The museum will be built on the site of the old Morant Bay Courthouse in St Thomas, which was destroyed by fire in 2007, and is intended to preserve the legacy of the 1865 rebellion and its influence on modern Jamaica. 

It aims to become a premier attraction for both locals and visitors.

The courthouse site remains symbolically potent. Though destroyed by fire in 2007, its surviving brick walls stand on the grounds where the rebellion unfolded under the leadership of Paul Bogle, one of Jamaica’s seven National Heroes. A monument at the site commemorates Bogle and the more than 400 people killed during the uprising.

Following an international competitive bidding process, the CHASE Fund has appointed DTJ Design, a US-based firm, in partnership with Kingston 10 Architects, to lead the design. The contract was signed in March 2026 and is expected to run for six months.

Work is under way following a mid-May site visit for initial assessments. Weekly meetings continue, an inception report has been submitted, and stakeholder engagement is planned to incorporate the views of St Thomas residents and the wider public.

"We are thrilled to have reached this stage of the project. Getting here required sustained effort — from the early stakeholder conversations in 2023 through a rigorous international procurement process — and we are proud of the foundation that has been laid,” said Billy Heaven, CEO of the CHASE Fund.

“This museum will not simply be a building; it will be a place of memory, of reckoning, and of pride — a space where Jamaicans and visitors alike can engage deeply with a chapter of our history that helped to define who we are as a people,” he added.

Oversight is being provided by a multi-agency committee that includes the CHASE Fund, the Ministry of Culture, Gender, Entertainment and Sport, the Jamaica National Heritage Trust and the Institute of Jamaica. The St Thomas Municipal Corporation, which owns the site, has backed the project.

The project was first announced by Prime Minister Dr Andrew Holness during his 2023 Budget Debate.
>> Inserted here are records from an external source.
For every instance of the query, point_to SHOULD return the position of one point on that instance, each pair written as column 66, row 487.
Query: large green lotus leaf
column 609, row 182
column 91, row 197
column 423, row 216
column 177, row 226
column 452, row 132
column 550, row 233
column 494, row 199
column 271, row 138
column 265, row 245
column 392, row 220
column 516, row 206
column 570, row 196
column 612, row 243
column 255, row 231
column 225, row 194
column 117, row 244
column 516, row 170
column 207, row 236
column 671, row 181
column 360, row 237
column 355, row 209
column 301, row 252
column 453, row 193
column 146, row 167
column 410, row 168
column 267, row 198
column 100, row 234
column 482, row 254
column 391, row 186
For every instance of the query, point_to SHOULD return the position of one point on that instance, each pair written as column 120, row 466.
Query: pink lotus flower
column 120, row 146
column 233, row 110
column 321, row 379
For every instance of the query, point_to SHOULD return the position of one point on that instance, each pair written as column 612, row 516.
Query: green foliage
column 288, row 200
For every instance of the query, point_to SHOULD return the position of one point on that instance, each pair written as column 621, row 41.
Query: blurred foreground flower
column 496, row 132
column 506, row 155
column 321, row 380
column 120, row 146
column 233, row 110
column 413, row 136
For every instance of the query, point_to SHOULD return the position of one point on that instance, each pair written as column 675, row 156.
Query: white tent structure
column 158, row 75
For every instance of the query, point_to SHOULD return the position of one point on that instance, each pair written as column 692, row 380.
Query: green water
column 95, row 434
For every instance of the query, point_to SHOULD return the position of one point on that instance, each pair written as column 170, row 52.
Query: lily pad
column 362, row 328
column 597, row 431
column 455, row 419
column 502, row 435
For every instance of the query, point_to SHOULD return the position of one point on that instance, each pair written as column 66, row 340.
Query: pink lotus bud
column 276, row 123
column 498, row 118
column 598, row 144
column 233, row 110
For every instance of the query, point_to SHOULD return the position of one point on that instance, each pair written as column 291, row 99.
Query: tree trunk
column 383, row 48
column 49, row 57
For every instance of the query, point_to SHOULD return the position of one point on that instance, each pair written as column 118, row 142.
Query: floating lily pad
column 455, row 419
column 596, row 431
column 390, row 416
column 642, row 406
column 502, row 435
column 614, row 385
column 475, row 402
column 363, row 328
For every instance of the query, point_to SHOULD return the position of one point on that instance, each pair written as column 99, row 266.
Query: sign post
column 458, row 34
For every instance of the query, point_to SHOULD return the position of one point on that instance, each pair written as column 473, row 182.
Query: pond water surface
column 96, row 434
"Through the CHASE Fund, a museum will be built in Morant Bay to ensure that current and future generations are rooted and grounded in the knowledge of our rich cultural and historical heritage. The museum is to capture and properly document the history of the Morant Bay Rebellion and its defining impacts on modern Jamaica, in order to help our people to truly understand the struggles our forefathers underwent,” the prime minister said at the time.